Smith says that the God of Moralistic Therapeutic Deism is "something like a combination Divine Butler and Cosmic Therapist." And, on page 11: "Moralistic Therapeutic Deism is not just an inadequate version of Christianity. It's a different religion."

9. Thanks to all who've been sending me material on the Intelligent Design movement, an example of "reframing" that's becoming a hot media item. (You may have heard the feature about ID in Kansas on National Public Radio recently.) Kathe Rauch sent me a copy of "The Crusade Against Evolution," by Evan Ratliff, on pp. 157-161 and 202-203 of the 10/04 issued of _Wired_. The article begins with an account of a panel appearing before a State Board of Education, on which the two representatives of ID were Stephen Meyer and Jonathan Wells -- both involved with the Discovery Institute conservative think tank. Here's a quote from page 158:

"Meyer and Wells took the typical intelligent design line: Biological life contains elements so complex ... that they cannot be explained by natural selection. And so, the theory goes, we must be products of an intelligent designer. Creationists call that creator God, but proponents of intelligent design studiously avoid the G-word -- and never point to the Bible for answers. Instead, ID believers speak the language of science... "
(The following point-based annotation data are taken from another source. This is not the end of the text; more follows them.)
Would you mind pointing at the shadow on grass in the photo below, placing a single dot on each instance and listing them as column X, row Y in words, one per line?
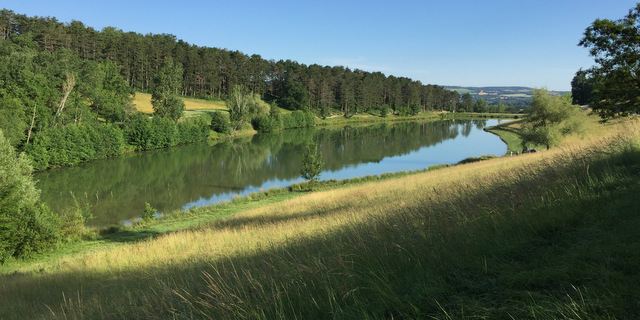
column 567, row 248
column 130, row 235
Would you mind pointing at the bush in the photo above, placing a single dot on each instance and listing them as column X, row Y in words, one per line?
column 149, row 212
column 220, row 123
column 74, row 144
column 26, row 225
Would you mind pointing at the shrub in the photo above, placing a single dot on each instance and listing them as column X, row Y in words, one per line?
column 149, row 212
column 26, row 225
column 220, row 123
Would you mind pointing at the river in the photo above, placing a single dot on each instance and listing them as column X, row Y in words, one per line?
column 205, row 173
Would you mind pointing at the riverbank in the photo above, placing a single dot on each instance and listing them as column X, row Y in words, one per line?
column 552, row 233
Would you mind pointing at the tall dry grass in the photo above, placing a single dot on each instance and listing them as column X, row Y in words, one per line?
column 510, row 237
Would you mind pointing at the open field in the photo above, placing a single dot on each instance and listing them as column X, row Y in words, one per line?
column 552, row 234
column 142, row 102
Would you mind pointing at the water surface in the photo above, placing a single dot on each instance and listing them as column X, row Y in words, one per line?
column 201, row 174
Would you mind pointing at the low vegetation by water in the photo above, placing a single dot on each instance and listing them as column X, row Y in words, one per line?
column 545, row 235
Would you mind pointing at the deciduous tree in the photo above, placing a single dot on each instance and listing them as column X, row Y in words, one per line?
column 549, row 119
column 615, row 47
column 168, row 83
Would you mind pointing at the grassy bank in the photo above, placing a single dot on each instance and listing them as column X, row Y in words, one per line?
column 547, row 235
column 142, row 102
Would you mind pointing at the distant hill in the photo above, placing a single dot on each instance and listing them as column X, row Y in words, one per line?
column 519, row 97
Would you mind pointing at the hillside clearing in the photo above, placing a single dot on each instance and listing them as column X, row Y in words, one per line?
column 507, row 237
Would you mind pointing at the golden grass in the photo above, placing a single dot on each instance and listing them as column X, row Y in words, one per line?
column 142, row 102
column 272, row 227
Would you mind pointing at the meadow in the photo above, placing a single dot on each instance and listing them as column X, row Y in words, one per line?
column 545, row 235
column 142, row 102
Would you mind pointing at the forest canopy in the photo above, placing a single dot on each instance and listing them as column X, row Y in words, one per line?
column 213, row 72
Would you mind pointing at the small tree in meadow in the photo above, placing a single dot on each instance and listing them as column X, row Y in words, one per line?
column 312, row 164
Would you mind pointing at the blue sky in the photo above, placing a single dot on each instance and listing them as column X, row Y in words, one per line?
column 445, row 42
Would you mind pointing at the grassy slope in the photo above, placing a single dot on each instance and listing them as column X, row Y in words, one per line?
column 534, row 236
column 142, row 102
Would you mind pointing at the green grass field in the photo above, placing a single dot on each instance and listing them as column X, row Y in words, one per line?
column 142, row 102
column 551, row 235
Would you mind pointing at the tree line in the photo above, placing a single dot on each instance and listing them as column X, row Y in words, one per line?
column 213, row 72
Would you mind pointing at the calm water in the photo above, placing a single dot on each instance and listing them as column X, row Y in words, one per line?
column 202, row 174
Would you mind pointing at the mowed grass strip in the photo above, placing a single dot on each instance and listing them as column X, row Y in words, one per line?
column 552, row 234
column 504, row 238
column 142, row 102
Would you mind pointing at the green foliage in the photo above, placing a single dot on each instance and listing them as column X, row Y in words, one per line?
column 312, row 163
column 220, row 123
column 480, row 106
column 294, row 96
column 238, row 104
column 27, row 227
column 476, row 159
column 615, row 78
column 73, row 221
column 74, row 144
column 384, row 110
column 149, row 212
column 168, row 82
column 582, row 88
column 549, row 119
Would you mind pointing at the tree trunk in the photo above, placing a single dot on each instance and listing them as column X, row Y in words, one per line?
column 66, row 90
column 33, row 119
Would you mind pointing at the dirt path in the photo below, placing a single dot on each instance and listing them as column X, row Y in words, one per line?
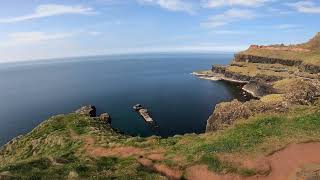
column 284, row 164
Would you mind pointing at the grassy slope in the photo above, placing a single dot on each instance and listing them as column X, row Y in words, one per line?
column 312, row 57
column 50, row 151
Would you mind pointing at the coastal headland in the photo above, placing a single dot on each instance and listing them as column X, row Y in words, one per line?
column 276, row 136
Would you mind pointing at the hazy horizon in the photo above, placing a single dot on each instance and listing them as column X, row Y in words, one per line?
column 49, row 29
I'm a little puzzled by the way scientists who support evolution have been handling the Intelligent Design movement. I don't know why they feel that standing around (in person and in print and online) bellowing that ID is nonsense -- all the while allowing the ID proponents to maintain their lofty attitude of dignity and detachment -- is an effective strategy. If ID is nonsense, it's not worth the waste of the scientists' time and effort; if it's not nonsense, it should be refuted like any other competing theory. Bellowing won't do it. It's interesting, however, to see scientific language being used as a method for furthering religious language.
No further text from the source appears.